Despite these similarities, one of the most pernicious ideological tactics that both governments have at their disposal to regain loyalty is to invoke nationalism and point the finger at each other. Just days after protests broke out in Minneapolis, Trump, in a presidential address, lashed out against China instead of addressing the uprising happening across the country. When people took to the streets in Hong Kong, the CCP blamed the uprising on foreign influence. With each domestic problem that has arisen, national political leaders of both countries have refused to take responsibility and have instead deflected blame onto each other. 

The con of US exceptionalism is no longer believable. Like China, the US has revealed itself as a violent carceral state distinguished by a modicum of liberal rights.

As the election season approaches in the US, this nationalistic rhetoric of standing against an authoritarian China will likely spread further. China’s state repression launders the violence of the US political system. Missouri Senator and a self-proclaimed ally of the Hong Kong movement, Josh Hawley, claimed in a tweet, “I have never ‘defended police brutality.’ Ever. And if you think the USA, with all our imperfections, is somehow equivalent to the authoritarian regime in Beijing, you have lost your way.” Such indignation shows that politicians like Hawley genuinely believe that they are fighting on the side of freedom even while militarized police forces descend onto the streets of US cities to “keep the peace.” In actuality, there has never been any peace for Black people in the US. From slavery to mass incarceration, Black people have always been oppressed. But come the general elections in November, we will continue to hear US politicians parrot the platitude that the US is a bastion of freedom in a life-and-death fight against communist China. 

Indeed, it’s clear that the US has only taken interest in Hong Kong to score points against the PRC. The US Congress condemned the “unjustified use of force” in Hong Kong and passed the Republican-led Hong Kong Human Rights and Democracy Act, which went into effect on 27 November 2019. Yet, as US politicians were proudly legislating against police violence in Hong Kong, a pandemic of police violence was taking place globally. In Santiago, Chile, after protests over the increasingly impossible costs of living, police officers fired tear gas into crowds of peaceful protesters and were estimated to be responsible for at least 5 out of 18 protest-related deaths in Chile. In Bolivia, following the coup against democratically-elected indigenous leader Evo Morales, the unelected interim President gave Bolivian police “broad discretion in the use of force.” The Indian state, through its repression in Kashmir, has violently targeted its Muslim population, with police brutality escalating during the COVID-19 quarantine, including beating a man to death with police batons for violating the lockdown. Despite unchecked police brutality around the world, the US Congress has only spoken against police brutality in Hong Kong, seeing it only for the leverage the city has against the PRC. That they’ve remained silent (if not outright supportive) about these other instances of police brutality demonstrates, yet again, the moral bankruptcy of US foreign policy.  

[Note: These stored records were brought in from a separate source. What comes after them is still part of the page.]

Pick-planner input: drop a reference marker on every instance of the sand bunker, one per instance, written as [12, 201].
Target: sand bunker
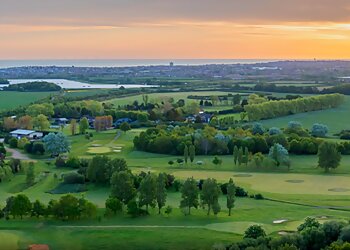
[242, 175]
[295, 181]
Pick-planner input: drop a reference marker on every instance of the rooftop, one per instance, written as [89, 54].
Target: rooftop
[22, 132]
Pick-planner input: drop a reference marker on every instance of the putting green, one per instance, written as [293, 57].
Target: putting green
[8, 241]
[99, 150]
[280, 183]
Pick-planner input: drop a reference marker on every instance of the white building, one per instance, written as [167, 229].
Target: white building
[30, 134]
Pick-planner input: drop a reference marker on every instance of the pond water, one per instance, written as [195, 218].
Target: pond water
[69, 84]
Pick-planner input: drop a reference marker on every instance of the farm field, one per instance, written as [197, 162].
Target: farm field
[160, 96]
[336, 119]
[11, 99]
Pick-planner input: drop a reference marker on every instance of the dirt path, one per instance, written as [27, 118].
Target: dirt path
[17, 155]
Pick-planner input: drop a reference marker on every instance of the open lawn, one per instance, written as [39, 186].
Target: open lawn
[12, 99]
[156, 97]
[336, 119]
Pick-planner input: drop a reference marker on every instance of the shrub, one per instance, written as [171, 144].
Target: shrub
[319, 130]
[254, 232]
[60, 162]
[73, 178]
[13, 142]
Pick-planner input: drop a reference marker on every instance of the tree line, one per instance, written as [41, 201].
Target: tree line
[272, 109]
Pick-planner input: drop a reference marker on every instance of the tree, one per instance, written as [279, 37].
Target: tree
[21, 206]
[279, 154]
[161, 193]
[46, 109]
[125, 127]
[189, 195]
[13, 142]
[22, 142]
[192, 152]
[9, 123]
[217, 161]
[319, 130]
[142, 117]
[254, 232]
[56, 144]
[186, 154]
[246, 156]
[30, 175]
[113, 204]
[309, 222]
[328, 156]
[210, 194]
[231, 196]
[39, 209]
[147, 190]
[122, 186]
[25, 122]
[258, 128]
[41, 122]
[240, 156]
[73, 126]
[235, 154]
[83, 125]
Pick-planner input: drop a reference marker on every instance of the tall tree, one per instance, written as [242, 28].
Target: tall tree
[122, 185]
[30, 175]
[56, 144]
[21, 206]
[235, 154]
[328, 156]
[246, 156]
[161, 192]
[73, 126]
[189, 195]
[186, 154]
[125, 127]
[210, 194]
[39, 209]
[147, 189]
[192, 152]
[231, 196]
[279, 154]
[41, 122]
[240, 156]
[83, 125]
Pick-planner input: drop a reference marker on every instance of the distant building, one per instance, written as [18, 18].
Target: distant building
[30, 134]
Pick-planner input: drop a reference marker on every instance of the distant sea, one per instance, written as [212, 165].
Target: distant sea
[125, 62]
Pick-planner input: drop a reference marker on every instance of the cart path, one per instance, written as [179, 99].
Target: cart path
[17, 154]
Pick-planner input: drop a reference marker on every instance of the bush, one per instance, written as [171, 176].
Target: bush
[73, 162]
[240, 192]
[319, 130]
[259, 197]
[22, 142]
[73, 178]
[13, 142]
[254, 232]
[60, 162]
[38, 148]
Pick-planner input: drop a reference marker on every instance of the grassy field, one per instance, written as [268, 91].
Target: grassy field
[12, 99]
[156, 97]
[336, 119]
[304, 190]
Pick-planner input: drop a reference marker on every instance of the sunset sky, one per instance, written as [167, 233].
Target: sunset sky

The con of US exceptionalism is no longer believable. Like China, the US has revealed itself as a violent carceral state distinguished by a modicum of liberal rights. Trump is a product of the rotten foundation of racism and dispossession that has taken centuries to accumulate. But neither racism nor predatory capitalism will disappear after the current presidential administration. Hopefully, the protests enveloping the US right now will keep a spotlight on these injustices, and begin the work to dismantle the systemic violence built into the very core of this country. In such desperate times, Hongkongers have asked themselves: “Will a new and better Hong Kong emerge from the ashes?” In the US, it is time to ask ourselves the same question.